First inference request:
RuntimeError: Unsupported architecture for sparse decode fwd
This is flash_mla_cuda.sparse_decode_fwd — a compiled CUDA extension in the flash_mla package. FlashMLA is DeepSeek's attention kernel library, built for B200 (sm_100). It does not support sm_121. The call chain is rigid:
deepseek_v4.py
→ DeepseekV4AttnBackend.forward()
→ flash_mla.flash_mla_with_kvcache()
→ flash_mla_cuda.sparse_decode_fwd()
→ RuntimeError: Unsupported architecture
There's no env var. No backend swap. No fallback path. The dsv4 attention backend unconditionally requires FlashMLA, and the model's forward pass unconditionally uses kwargs that only dsv4 accepts. You can't route around it without recompiling FlashMLA from source for sm_121 and maintaining that fork indefinitely.
We researched whether anyone in the community had done this. They hadn't. Every working recipe for DeepSeek V4 Flash on 2× DGX Spark uses vLLM (eugr/spark-vllm-docker), not SGLang. Same ~44 tok/s target, different engine.
SGLang's dsv4 backend is a tightly coupled stack designed for B200 (sm_100): C4 sparse attention, FlashMLA CUDA kernels, deep_gemm scale factor layout — built as a unit for datacenter Blackwell. Consumer Blackwell (GB10/sm_121) is not the target, and six patches in, that's undeniable.
SGLang's DeepSeek V4 Flash path is not working on DGX Spark today. This is not a complaint — it's genuinely impressive engineering for the hardware it targets. But if you have DGX Sparks and want DeepSeek V4 Flash, use vLLM.
Stepping back from the debugging loop and asking the actual question — what's the best model for agentic workloads on SGLang + 2× DGX Spark? — the answer isn't DeepSeek V4 Flash.
M2.7 was designed from the ground up for agentic use: Agent Teams, native tool calling, long-context reasoning, self-evolution. NVIDIA co-optimized SGLang kernels for it (2.7× throughput gains). Day-0 validated support on GB10. No dsv4 dependency, no FlashMLA, no compiled B200-only extensions.
More importantly: SGLang's RadixAttention prefix caching is most valuable when requests share repeated structure — system prompts, tool schemas, conversation history. M2.7's agentic design assumes exactly this pattern. The benchmark writes itself.

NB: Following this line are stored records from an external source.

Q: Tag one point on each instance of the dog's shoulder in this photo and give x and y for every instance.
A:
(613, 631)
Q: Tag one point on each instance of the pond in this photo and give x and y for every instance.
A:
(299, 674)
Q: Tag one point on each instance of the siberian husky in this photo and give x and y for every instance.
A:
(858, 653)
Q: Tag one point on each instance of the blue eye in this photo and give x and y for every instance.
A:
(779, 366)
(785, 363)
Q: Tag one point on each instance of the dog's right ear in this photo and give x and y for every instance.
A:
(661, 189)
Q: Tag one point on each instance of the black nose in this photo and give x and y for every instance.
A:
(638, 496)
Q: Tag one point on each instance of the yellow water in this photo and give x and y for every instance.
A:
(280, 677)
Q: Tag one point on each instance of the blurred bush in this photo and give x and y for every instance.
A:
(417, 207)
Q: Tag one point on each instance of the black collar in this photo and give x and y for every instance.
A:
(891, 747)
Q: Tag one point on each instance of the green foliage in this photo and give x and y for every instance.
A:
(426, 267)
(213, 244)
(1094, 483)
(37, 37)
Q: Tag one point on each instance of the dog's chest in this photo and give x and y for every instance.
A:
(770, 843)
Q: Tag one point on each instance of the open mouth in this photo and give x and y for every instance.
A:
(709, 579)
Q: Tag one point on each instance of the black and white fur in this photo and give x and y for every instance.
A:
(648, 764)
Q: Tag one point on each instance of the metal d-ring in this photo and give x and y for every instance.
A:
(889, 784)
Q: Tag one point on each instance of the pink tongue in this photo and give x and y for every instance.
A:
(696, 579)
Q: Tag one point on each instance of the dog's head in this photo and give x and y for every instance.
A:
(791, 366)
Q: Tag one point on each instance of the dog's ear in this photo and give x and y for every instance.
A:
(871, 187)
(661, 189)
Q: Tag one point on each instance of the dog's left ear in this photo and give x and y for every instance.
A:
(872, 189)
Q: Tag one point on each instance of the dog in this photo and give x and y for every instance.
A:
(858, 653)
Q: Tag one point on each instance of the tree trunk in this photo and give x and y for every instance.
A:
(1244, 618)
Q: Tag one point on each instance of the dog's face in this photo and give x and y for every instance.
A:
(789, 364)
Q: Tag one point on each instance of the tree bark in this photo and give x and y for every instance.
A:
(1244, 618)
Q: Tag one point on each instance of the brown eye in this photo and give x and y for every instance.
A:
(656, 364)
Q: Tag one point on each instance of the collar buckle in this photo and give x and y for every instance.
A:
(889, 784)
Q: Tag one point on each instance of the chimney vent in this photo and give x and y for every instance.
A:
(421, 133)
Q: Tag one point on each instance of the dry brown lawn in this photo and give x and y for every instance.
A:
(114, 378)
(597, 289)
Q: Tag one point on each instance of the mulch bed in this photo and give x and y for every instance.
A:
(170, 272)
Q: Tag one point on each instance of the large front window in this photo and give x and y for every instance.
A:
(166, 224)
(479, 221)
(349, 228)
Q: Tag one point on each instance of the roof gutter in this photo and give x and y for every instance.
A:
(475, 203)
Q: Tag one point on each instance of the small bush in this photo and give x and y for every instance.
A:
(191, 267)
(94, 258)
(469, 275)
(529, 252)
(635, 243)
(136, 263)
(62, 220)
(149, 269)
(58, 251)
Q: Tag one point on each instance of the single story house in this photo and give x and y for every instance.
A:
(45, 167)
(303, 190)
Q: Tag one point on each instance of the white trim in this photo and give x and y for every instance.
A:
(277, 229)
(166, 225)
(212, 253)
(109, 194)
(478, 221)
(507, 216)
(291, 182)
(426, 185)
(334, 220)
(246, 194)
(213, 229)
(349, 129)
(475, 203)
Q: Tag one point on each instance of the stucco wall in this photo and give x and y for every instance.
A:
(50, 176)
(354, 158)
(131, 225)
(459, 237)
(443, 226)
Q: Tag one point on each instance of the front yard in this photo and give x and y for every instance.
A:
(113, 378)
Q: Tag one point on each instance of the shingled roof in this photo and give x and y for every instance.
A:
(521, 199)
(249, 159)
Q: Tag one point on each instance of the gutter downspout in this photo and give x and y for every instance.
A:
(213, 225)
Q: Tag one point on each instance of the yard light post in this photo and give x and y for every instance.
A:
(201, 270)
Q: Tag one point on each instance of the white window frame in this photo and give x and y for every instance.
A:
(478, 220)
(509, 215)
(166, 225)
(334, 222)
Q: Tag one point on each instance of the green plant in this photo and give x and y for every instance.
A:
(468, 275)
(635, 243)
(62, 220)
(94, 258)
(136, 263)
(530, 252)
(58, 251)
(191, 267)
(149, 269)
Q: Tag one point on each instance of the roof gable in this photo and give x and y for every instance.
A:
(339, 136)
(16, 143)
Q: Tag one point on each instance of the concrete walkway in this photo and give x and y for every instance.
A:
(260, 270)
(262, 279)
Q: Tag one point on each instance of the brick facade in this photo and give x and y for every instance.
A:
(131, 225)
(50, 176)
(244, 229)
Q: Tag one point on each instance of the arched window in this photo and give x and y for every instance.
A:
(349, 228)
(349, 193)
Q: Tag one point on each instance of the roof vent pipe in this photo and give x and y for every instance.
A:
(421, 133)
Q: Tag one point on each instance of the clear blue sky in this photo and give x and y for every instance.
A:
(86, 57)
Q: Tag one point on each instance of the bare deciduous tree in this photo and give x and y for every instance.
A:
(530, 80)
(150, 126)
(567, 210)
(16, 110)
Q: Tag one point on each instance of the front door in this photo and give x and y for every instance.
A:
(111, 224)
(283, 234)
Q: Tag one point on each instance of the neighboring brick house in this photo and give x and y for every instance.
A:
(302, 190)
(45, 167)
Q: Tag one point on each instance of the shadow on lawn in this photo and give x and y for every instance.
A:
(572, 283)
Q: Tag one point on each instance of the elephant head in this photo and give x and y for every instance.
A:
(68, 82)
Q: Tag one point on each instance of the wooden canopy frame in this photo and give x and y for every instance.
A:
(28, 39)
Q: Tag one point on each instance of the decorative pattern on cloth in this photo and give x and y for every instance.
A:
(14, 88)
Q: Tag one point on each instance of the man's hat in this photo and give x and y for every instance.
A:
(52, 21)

We're downloading saricles/MiniMax-M2.7-NVFP4-GB10-AC — the agentic + coder recalibrated quant — to both Sparks right now. Launch scripts are ready. Once synced, we'll run the agentic benchmark we planned from the start:
The real question isn't "which engine is faster in a single prompt benchmark." It's "what happens to latency at turn 10 of an agentic loop when 80% of your context is already cached." That number matters for production agents.
Numbers coming soon.
Everyone asks about FlashAttention 3 on DGX Spark. FA3 requires tcgen05 instructions that only exist on datacenter Blackwell (B200/GB200, sm_100). GB10 is consumer Blackwell (sm_121). Neither SGLang nor TRT-LLM can use FA3 on DGX Spark. Both fall back to FlashInfer FA2. The playing field is more level than the spec sheets suggest — FA3 is not a differentiator between engines on this hardware.